The plan, which could be in place by the end of the year, aims to cut the long list of people waiting for organ transplants. Today about 12,000 people are waiting for transplants nationwide and about 1,000 of those are likely to die before a donor is found.
Under the new system, everyone in Germany will be asked at least once in their lives if they want to make a donation in the future. They question might come from doctors or perhaps insurance companies.
Experts say the current system is at least partly to blame for the shortage. Presently, Germans have to actively opt-in to say they want to donate organs in the event of their death. While family members can also choose to donate their loved ones' organs, many don't make the decision until it is too late for transplantation.
Only 17 percent of Germans have signed up to donate organs, although research shows roughly 70 percent would be willing to do so if the process was made easier.
Details are currently being hammered out in the German Bundestag, where the idea appears to have broad support.
It has been championed by a broad coalition of German leaders including Social Democratic Party parliamentary leader Frank-Walter Steinmeier, who donated a kidney to his wife last year and earlier this year said he wanted the law passed soon.
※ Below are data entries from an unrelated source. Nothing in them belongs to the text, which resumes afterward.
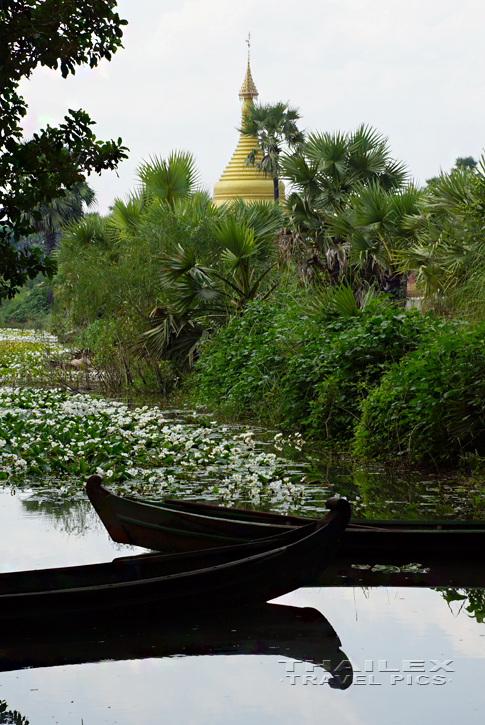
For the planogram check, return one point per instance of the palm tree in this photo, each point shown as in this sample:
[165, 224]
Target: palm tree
[49, 218]
[327, 172]
[197, 296]
[171, 179]
[272, 127]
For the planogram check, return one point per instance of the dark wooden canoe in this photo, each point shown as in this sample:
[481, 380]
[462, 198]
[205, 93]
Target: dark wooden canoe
[302, 634]
[236, 575]
[173, 525]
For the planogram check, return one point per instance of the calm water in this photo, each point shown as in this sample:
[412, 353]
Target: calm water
[274, 665]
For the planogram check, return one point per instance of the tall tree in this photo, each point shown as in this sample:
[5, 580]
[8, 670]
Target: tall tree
[55, 34]
[273, 128]
[53, 216]
[326, 173]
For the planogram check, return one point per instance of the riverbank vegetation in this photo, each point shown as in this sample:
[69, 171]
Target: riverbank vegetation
[294, 315]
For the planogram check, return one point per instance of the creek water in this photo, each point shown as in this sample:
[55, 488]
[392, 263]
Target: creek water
[410, 654]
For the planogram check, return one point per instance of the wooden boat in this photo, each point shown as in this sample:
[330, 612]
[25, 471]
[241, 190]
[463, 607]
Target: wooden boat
[302, 634]
[173, 525]
[231, 576]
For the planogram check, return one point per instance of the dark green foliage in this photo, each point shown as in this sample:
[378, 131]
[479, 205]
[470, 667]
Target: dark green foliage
[472, 600]
[11, 717]
[30, 307]
[331, 374]
[241, 367]
[312, 371]
[431, 407]
[56, 35]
Other solutions to Germany's organ shortage have been discussed, such as automatically considering everyone who dies as a organ donor, unless he or she earlier actively opted out.
But that has led to concerns – which experts insist are unwarranted – that doctors could attempt to speed patients' deaths so they could harvest their organs.
One of the problems in the whole debate is that thinking about organ donation also means thinking about one's future death, said Günter Kirste of the German Institute for Organ Transplant.
“Not everyone does that gladly,” he said. People should remember that a donor's passing can create a chance for another person to live, he said.